Trilynne Jan 14th 2011 6:00PM
0.0 Wow! You're a busy dude! xP
Basil Berntsen Jan 14th 2011 6:02PM
Busy doesn't cut it- insane might be a little more accurate. Lucky my wife is very tolerant? Anyways, now you know why I always say I never farm. I simply can't ;)
HerriPaul Jan 14th 2011 3:06PM
I miss The Undermine Journal
QQ
Basil Berntsen Jan 14th 2011 5:56PM
Me too, buddy. Me too.
Ian Jan 14th 2011 3:08PM
Read that as "mega-blocks". Side effect of having 3 young nephews I guess.
Bynes Jan 14th 2011 3:09PM
Please don't take this as an insult Basil, but I love this column in spite of the fact that I've never actually learned anything new from it. I always expect to read some new "trick" and I'm always treated to just plain old common sense. Nothing in this column has ever been truly revealing about any market. And that's why I love it (i think). People crying about trade secrets being given away are just silly.

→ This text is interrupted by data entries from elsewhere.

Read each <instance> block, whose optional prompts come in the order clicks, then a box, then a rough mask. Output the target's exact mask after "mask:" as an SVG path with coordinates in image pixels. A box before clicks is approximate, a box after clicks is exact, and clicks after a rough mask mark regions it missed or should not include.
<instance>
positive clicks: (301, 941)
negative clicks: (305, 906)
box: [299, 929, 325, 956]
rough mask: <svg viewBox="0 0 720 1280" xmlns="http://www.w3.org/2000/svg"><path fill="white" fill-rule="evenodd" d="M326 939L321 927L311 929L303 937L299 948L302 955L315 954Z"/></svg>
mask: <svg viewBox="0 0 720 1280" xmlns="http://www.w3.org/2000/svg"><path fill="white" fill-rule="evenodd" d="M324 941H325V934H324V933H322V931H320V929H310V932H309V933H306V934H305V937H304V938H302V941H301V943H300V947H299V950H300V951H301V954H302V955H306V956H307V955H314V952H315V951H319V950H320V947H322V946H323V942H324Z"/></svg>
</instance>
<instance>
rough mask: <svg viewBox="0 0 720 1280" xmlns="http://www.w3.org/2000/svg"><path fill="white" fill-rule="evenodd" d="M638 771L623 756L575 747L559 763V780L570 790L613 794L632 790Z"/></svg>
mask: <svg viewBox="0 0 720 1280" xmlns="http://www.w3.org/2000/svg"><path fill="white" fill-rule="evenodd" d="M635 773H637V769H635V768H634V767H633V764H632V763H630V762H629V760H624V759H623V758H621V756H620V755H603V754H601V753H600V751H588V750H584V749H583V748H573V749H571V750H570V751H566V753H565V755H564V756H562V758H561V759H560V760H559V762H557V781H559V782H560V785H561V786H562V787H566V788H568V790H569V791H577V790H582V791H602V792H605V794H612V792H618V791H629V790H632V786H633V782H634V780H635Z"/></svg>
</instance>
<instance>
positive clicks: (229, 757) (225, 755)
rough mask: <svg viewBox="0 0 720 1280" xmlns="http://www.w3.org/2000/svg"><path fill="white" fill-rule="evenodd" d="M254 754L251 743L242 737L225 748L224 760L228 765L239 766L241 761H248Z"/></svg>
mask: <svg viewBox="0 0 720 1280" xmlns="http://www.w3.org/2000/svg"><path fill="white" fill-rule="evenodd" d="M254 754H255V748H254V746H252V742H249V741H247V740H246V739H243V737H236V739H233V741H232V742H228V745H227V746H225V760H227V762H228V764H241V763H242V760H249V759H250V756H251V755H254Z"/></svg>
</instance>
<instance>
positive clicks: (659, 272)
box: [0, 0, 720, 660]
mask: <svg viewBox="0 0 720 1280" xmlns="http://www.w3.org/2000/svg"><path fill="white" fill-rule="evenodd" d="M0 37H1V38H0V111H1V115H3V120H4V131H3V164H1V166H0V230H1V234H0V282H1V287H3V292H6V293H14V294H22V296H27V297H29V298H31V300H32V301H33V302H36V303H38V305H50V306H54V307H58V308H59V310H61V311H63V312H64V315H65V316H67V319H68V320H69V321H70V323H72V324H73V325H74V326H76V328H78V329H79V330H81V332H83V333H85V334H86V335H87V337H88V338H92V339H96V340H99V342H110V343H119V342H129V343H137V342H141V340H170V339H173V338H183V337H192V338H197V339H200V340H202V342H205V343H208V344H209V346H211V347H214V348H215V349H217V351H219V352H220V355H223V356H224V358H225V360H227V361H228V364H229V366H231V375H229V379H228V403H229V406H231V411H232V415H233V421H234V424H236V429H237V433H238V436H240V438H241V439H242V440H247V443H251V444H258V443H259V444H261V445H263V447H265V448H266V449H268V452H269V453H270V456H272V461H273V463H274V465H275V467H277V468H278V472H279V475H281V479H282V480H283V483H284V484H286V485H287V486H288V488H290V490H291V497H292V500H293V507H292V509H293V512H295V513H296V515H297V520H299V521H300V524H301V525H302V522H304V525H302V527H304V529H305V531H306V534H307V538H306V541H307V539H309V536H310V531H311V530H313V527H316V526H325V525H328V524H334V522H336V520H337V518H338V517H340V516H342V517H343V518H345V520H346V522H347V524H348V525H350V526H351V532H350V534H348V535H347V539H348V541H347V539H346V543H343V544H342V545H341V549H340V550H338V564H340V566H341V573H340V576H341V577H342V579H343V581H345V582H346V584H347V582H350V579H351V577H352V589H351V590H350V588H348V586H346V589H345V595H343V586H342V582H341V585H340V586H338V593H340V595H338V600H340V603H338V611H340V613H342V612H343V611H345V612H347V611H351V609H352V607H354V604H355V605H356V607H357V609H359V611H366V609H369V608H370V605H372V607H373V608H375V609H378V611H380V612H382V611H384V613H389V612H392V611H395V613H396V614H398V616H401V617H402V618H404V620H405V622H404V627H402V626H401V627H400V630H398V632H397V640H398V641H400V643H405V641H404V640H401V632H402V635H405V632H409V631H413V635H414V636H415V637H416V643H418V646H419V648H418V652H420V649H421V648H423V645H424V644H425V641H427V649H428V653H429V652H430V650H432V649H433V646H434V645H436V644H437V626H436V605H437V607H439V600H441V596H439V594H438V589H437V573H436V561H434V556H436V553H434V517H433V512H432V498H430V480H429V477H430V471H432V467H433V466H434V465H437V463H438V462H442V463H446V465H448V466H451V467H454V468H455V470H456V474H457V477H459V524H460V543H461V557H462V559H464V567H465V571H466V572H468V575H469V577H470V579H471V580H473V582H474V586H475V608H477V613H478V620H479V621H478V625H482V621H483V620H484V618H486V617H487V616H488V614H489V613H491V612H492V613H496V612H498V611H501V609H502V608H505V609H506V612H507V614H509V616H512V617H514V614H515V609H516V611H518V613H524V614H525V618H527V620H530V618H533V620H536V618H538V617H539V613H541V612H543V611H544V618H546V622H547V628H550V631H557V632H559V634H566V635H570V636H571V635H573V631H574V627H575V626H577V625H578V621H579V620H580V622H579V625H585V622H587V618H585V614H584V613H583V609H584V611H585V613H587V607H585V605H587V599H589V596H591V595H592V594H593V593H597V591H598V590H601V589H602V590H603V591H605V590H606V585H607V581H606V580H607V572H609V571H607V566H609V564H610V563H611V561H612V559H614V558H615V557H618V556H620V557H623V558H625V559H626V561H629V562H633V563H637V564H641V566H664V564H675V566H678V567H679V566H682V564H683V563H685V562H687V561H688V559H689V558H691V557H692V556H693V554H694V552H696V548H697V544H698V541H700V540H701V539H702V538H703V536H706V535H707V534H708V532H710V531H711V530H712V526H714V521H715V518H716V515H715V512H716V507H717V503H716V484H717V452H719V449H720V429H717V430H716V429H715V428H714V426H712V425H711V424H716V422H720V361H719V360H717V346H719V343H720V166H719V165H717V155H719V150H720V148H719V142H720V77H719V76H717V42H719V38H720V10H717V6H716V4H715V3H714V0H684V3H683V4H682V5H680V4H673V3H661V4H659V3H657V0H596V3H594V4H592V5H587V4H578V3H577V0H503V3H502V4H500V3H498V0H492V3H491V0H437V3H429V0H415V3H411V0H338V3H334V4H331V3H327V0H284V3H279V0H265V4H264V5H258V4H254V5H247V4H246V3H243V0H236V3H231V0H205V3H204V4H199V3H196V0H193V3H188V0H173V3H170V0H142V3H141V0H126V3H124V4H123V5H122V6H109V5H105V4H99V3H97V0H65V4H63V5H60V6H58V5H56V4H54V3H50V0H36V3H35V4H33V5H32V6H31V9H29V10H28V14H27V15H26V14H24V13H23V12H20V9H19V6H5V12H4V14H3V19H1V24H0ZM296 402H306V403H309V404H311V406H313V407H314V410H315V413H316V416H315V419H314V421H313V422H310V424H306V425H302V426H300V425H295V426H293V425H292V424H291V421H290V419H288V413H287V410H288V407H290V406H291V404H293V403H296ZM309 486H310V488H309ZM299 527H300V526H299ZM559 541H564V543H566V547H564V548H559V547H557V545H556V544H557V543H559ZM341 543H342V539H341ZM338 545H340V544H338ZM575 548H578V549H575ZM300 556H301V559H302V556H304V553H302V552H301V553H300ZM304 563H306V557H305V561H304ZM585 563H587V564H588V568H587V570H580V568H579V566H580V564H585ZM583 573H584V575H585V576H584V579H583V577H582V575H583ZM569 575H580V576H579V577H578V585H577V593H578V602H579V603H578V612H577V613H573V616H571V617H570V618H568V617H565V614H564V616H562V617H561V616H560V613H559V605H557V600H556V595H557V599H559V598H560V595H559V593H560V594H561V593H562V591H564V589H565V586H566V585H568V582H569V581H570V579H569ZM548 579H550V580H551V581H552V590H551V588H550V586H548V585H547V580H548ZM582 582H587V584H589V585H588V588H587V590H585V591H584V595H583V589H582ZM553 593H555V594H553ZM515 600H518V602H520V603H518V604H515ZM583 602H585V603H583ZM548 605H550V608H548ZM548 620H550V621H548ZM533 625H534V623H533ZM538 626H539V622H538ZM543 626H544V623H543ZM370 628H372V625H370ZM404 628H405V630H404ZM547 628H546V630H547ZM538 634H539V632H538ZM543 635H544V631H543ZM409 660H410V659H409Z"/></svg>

Every week you give valuable info, and if more folks used this common sense approach, we'd see much more market stability. I'd love to see the day when people realize you shouldn't routinely sell items for less than the cost of the mats. Big tip right there! ;)
Fade2gray Jan 14th 2011 5:56PM
lol. Once I figured out that last point I sudenly started making Gold off the AH. Who'da thunk it! Only wish I'd come to that realization before Cata... I might have been able to afford that chopper I always drooled over.
Basil Berntsen Jan 14th 2011 5:55PM
I don't take it as an insult, but you're right about the content. This is really all common sense, but there are a lot of people who don't think in economic terms who will change their behavior based on common sense advice.
I try to avoid "zomg, do [x] for leet gold", because it's short sighted, and won't really work for anyone for long because of the medium it's being broadcast on. I try to teach people to fish instead of throwing fish at them.